Sunday, August 24, 2008

Come to the Dark Side, My Child

If collecting cards and the like is really "the Dark Side" that my wife thinks it is, I'm bringing my daughter with me.

Before I got into cards I collected stickers. My sister and I wrote away to ads for the "Pineapple Club" we found in Archie comics and in the Muppet Magazine. Six to eight weeks later we each had more stickers than we could do with -literally. So we stuck the sheets in photo albums and looked through them regularly comparing what each of us had adn lamenting what we didn't.

A couple years later this gave way to a He-Man sticker book from Panini. Much like cards, you'd buy the album and then grab packs of stickers, building your set and finishing your sticker book at the same time. This was an instance of unfortunately/fortunately. Unfortunately the the corner store ran out of He-Man stickers shortly after I got my sticker book. Fortunately, they got a Transformers one after that. For the next couple of months all of my allowance went towards stickers for that book. I think I may have even done extra work in exchange for more stickers.

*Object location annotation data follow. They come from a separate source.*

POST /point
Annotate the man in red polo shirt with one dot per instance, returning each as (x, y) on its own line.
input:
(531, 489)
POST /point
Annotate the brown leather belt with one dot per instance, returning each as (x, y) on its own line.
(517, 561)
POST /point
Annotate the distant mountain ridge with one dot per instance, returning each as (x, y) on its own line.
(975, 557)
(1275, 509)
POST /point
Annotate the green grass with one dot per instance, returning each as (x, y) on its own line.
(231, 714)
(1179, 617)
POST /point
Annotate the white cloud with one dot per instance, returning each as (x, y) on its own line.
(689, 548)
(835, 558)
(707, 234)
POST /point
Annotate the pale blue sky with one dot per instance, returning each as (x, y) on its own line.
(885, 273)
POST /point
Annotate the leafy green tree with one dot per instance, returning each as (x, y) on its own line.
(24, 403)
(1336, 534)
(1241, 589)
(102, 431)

After the store ran out of Transformers stickers I got into hockey and from there I was into cards. I credit these Panini sticker albums as getting me into cards in the first place. They were a bridge of sorts from one hobby and into another. Now it's time to get my daughter started.

Like a lot of three-year-olds, Evelyn loves Dora the Explorer. She also loves to get special treats for doing a good job, overcoming a fear or trying something new. I don't like comparing my kids to dogs, but it's much the same as rewarding a dog with a cookie for fetching the paper, going doodie outside or sitting. And just as the tail wags with joy and anticipation, Evelyn comes running when I reach into the closet and pull out a pack of Dora stickers for a job well done.

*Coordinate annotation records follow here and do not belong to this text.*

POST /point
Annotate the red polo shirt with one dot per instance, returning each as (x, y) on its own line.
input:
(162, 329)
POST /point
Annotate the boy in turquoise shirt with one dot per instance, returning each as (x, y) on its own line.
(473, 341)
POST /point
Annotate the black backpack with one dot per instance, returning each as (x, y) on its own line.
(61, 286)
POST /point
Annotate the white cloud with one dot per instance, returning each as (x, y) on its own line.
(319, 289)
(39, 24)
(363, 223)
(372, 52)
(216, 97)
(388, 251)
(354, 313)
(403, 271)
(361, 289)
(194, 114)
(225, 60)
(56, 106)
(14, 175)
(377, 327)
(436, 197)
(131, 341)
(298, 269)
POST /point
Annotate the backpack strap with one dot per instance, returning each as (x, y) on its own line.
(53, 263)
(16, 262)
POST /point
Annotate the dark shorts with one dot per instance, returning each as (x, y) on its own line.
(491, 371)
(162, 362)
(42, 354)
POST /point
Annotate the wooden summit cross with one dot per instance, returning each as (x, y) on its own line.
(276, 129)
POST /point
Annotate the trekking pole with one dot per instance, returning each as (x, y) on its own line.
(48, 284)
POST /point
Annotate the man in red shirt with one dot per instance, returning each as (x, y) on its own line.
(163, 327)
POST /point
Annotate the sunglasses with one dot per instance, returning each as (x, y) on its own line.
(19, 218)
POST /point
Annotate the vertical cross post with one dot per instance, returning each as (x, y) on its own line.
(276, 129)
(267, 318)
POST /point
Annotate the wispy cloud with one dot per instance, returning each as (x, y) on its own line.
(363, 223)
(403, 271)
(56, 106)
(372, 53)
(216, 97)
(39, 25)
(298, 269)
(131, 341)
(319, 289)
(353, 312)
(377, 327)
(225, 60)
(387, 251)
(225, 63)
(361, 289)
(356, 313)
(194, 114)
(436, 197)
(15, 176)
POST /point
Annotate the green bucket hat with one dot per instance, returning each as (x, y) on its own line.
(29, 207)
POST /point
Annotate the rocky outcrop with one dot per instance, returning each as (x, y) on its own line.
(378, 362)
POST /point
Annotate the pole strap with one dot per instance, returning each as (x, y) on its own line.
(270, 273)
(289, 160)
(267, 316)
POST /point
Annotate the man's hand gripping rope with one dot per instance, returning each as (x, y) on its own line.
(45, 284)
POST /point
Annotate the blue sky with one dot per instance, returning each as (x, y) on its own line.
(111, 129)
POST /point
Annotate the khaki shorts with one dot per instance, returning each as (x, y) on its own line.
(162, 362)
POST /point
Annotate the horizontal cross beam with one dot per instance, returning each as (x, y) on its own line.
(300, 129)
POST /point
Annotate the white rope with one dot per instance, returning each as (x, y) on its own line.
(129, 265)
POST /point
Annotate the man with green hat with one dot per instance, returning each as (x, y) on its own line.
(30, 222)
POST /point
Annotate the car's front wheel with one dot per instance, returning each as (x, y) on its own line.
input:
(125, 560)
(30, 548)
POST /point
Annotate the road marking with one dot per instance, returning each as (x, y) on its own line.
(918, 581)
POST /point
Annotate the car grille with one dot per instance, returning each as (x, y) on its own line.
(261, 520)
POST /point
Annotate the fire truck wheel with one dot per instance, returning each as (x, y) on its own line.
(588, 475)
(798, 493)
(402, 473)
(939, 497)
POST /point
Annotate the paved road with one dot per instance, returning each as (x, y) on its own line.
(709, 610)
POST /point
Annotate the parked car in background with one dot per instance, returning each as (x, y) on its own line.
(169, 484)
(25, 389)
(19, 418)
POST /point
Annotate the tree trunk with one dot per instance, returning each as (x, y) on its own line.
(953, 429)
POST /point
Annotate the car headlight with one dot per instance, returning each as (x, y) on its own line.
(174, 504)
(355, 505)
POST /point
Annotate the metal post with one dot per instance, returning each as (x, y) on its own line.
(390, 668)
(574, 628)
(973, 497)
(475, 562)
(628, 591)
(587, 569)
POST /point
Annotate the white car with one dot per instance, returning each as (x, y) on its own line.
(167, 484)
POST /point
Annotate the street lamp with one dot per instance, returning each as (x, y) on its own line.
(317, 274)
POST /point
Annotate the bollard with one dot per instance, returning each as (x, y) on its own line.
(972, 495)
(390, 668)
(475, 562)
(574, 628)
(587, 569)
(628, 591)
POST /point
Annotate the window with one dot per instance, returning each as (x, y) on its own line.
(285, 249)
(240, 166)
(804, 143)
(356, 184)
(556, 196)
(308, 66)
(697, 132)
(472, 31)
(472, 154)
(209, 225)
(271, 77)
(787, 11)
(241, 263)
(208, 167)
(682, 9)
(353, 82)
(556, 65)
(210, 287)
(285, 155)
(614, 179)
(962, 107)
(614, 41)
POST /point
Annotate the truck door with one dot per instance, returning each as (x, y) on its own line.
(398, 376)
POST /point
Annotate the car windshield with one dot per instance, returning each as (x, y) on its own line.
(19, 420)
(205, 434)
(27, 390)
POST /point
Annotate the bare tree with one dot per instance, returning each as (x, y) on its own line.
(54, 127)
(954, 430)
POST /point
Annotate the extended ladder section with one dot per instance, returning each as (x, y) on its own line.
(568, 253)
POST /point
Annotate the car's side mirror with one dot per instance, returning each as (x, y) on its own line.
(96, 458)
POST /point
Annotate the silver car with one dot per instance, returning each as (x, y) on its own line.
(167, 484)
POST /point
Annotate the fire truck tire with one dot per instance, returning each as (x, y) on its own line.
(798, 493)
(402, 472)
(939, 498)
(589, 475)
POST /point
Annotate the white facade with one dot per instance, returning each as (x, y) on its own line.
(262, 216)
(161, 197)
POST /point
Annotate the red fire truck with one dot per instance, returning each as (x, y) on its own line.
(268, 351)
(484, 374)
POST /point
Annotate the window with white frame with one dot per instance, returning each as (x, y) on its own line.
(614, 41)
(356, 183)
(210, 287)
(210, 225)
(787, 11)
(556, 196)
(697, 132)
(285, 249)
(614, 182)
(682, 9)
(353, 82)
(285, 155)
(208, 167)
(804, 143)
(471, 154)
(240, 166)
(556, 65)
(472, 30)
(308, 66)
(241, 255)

For the price of five packs of 2008 Topps Baseball I picked up a Dora album from Panini and a box of 50 packs of stickers. So now when Evelyn does a good job with something (right now it's sleeping through the night without screaming about the shadow of the curtain rod that she swears is a shark) she gets a pack of stickers.

What follows is some great daddy-daughter time as we rip into the pack, sort through the five stickers within and put them into the sticker book. Evelyn's already proving to be a regular Joe Collector getting extra giddy when a shiny, sparkly sticker (the equivilent of Dora chrome refractors) pops out. "Oooooo, shiny! Look, Daddy, it sparkles!" We've got about 50 stickers in the album, roughly 25 percent of the set, so far. Yet Evelyn knows exactly which stickers she has and doesn't have simply by looking at them.

"Evelyn are you sure you have that one? It's just Map and a simple background. There's one like that on every page."

"No, daddy. We have it."

Sure enough, I flip to the place in the album where this generic sticker belongs and map is staring me in the face, taunting me for questioning my daughter even in a trivial matter such as this. Doubles are set aside for a friend Evelyn met while visiting our hometown over the summer and kept away from her brother at all costs.

I'm not pushing for my daughter to join me in the wild world of card collecting, but if she sees me sorting through some piles or is curious by a certain card, I'll sit down with her and tell her the story of that card. For every card does have a story and every story should be passed on. And if from that Evelyn wants to join her dad, dagger grins from my wife aside, I'll hold onto every moment we share together ripping packs, sorting and debating whether or not it's a double. I'll just have to remind my wife that it's about the quality time we're spending together and not the extra 400-count boxes the card shelf is accumulating.

2 comments:

jv said...

Man, what a great quote!

"For every card does have a story and every story should be passed on."

I can't even walk through my house bare foot anymore. I pick up 30 stickers everytime I try. Superheroes, Sports Illustrated Football Helmet inserts, Old 90's Panini stuff, you name it, it gets stuck to me.

I can't tell you how many Yu-gi-Oh stickers I've peeled off my butt long after I've been at work...

Great Story, Crack! I really enjoyed this one...

ejahnke said...

Curses to the person who originally invented stickers...

I can't take a nap without waking up "decorated," and there is no way I am breaking a heart by taking them off.